"Meriten" - Verdienst
Joh.5,44 Wie könnt ihr glauben, die ihr Ehre voneinander nehmt und die Ehre von dem alleinigen Gott nicht sucht?
Meriten = "Merit" (lateinisch "meritum" für Verdienst) bedeutet im Deutschen hauptsächlich Verdienst, Leistung, Wert oder Vorzug und beschreibt etwas, das Lob, Belohnung oder Anerkennung verdient. Andere Form - merits; merited; meriting. Merit bedeutet „Würdigkeit oder Exzellenz“. Wenn du in der Schule eine Auszeichnung erhältst, wirst du für gute Leistungen gewürdigt. Gott will die höchste Priorität in unserem Leben einzig und alleine haben.

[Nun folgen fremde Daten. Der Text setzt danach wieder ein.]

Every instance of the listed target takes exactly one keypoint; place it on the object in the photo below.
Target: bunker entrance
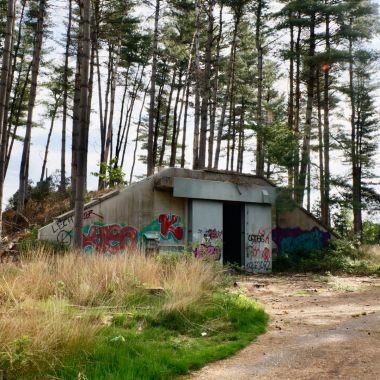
(233, 234)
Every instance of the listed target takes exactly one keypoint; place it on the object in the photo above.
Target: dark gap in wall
(232, 230)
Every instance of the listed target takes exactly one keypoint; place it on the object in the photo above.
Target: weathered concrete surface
(318, 331)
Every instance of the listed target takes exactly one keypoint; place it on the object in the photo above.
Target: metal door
(207, 229)
(258, 238)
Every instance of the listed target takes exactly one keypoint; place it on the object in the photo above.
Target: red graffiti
(90, 213)
(168, 226)
(266, 254)
(111, 239)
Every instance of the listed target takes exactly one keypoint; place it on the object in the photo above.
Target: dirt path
(321, 328)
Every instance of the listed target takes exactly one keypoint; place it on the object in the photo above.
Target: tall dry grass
(93, 280)
(372, 252)
(38, 324)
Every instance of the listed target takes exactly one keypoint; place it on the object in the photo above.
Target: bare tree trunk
(18, 116)
(297, 113)
(167, 117)
(157, 124)
(134, 97)
(6, 61)
(76, 117)
(176, 126)
(7, 120)
(356, 172)
(241, 138)
(83, 130)
(53, 116)
(24, 167)
(65, 101)
(231, 66)
(150, 158)
(215, 92)
(138, 134)
(320, 142)
(260, 153)
(109, 139)
(206, 88)
(291, 95)
(121, 119)
(308, 119)
(197, 102)
(183, 154)
(326, 135)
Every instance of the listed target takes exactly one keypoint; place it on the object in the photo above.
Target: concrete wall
(299, 231)
(122, 220)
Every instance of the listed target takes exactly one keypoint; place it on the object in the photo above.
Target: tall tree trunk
(6, 61)
(167, 117)
(297, 113)
(176, 125)
(53, 116)
(134, 97)
(326, 134)
(356, 174)
(305, 158)
(214, 105)
(320, 142)
(197, 89)
(24, 167)
(291, 94)
(150, 157)
(260, 153)
(83, 130)
(18, 114)
(62, 186)
(231, 66)
(121, 118)
(138, 134)
(76, 117)
(184, 131)
(157, 124)
(206, 88)
(109, 139)
(241, 138)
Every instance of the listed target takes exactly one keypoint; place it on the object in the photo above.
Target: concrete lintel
(222, 191)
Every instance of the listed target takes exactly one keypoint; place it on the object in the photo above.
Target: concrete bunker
(223, 216)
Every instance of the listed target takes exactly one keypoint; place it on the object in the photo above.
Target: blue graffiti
(290, 240)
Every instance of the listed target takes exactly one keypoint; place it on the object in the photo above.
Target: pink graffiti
(111, 239)
(265, 235)
(168, 226)
(266, 254)
(90, 213)
(204, 251)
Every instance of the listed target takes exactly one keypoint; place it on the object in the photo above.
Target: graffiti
(210, 247)
(64, 237)
(290, 240)
(109, 239)
(258, 266)
(60, 225)
(169, 226)
(63, 229)
(90, 214)
(259, 253)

Mt.6,20 Sammelt euch vielmehr Schätze im Himmel, wo weder die Motten noch der Rost sie fressen und wo die Diebe nicht nachgraben und stehlen!
Mt.6,21 Denn wo euer Schatz ist, da wird auch euer Herz sein.
Verdienst = Lohn, Gehalt, Verdienst, Arbeitsentgelt, Besoldung: Es gibt vielfältige Bezeichnungen für das Einkommen, das Beschäftigte für das Bereitstellen ihrer Arbeitskraft auf dem Arbeitsmarkt erhalten. Verdienst bedeutet des Weiteren auch: Anspruch auf Respekt und Lob, Exzellenz, Wert. Weiters wird Verdienst auch Nutzen, Würde, Exzellenz, Integrität, Qualität, Ansehen, Talent, Wert, Tugend und Würdigkeit. Es ist auch das Einkommen, das Beschäftigte für das Bereitstellen ihrer Arbeitskraft auf dem Arbeitsmarkt erhalten. Verdienst = eine sachliche oder monetäre Leistung für eine natürliche Person. LOHN = nach Stunden berechnete Bezahlung für geleistete Arbeit. Schätze im Himmel meint nicht eine Belohnung für gute Taten, sondern den göttlichen Frieden, SEINE Freude und das ewige Leben, das schon hier auf Lebzeiten beginnt, wenn Jesus Christus unser einziger Herr und Gott ist.
1.Mo.1,27 Und Gott schuf den Menschen in seinem Bild, im Bild Gottes schuf er ihn; als Mann und Frau schuf er sie.
Würde = Die Würde des Menschen ist das fundamentale Prinzip, dass jeder Mensch einen unveräußerlichen, inneren Wert besitzt, der ihn von Dingen unterscheidet und niemals verletzt werden darf. Sie schützt vor Erniedrigung und Instrumentalisierung und fordert, dass der Staat und die Gesellschaft jeden Menschen als Individuum achten und schützen. Die Idee der Menschenwürde hat historisch tiefreichende Wurzeln. Vorläufer dessen, was heute unter „Menschenwürde“ verstanden wird, finden sich partiell bereits in der römischen Antike, im frühen Judentum und im Christentum. Zu letzteren zählen primär der Gedanke der Gottebenbildlichkeit des Menschen. Der berühmte Satz "Die Würde des Menschen ist unantastbar" (Artikel 1 Grundgesetz) knüpft direkt an diese biblisch-theologische Tradition an.
Die Bibel betont, dass Erlösung ein unverdientes Geschenk Gottes ist, das durch Gnade (nicht durch Werke) kommt. „Gott aber beweist seine Liebe zu uns dadurch, daß Christus für uns gestorben ist, als wir noch Sünder waren“. Röm 5,8 Die Wiedergeburt ist ein unverdientes Geschenk Gottes (Gnade) und nicht etwas, das wir uns durch gute Taten verdienen können. Gottes heiliges Wort lehrt, dass wir uns nichts verdienen können, um Gottes Liebe oder die Erlösung zu erhalten. „Denn aus Gnade seid ihr errettet durch den Glauben, und das nicht aus euch - Gottes Gabe ist es“; Eph.2,8 „nicht aus Werken, damit niemand sich rühme“. Eph.2,9 Vergessen wir es nie! Der 3 x heilige Schöpfer-Gott schuldet uns weder himmlische noch irdische Segnungen. Auch die Erlösung, erkauft durch Jesu Blut, schuldete ER uns nicht.
Es ist Gottes Barmherzigkeit und Liebe. Das eine aber sollten wir in unseren Herzen wissen. Wer Gott liebt, dem dient alles, was geschieht, zum Guten. Dies gilt aber nur für jene, die Jesus Christus als ihren persönlichen Herrn und Retter-Heiland in ihrem Leben angenommen haben!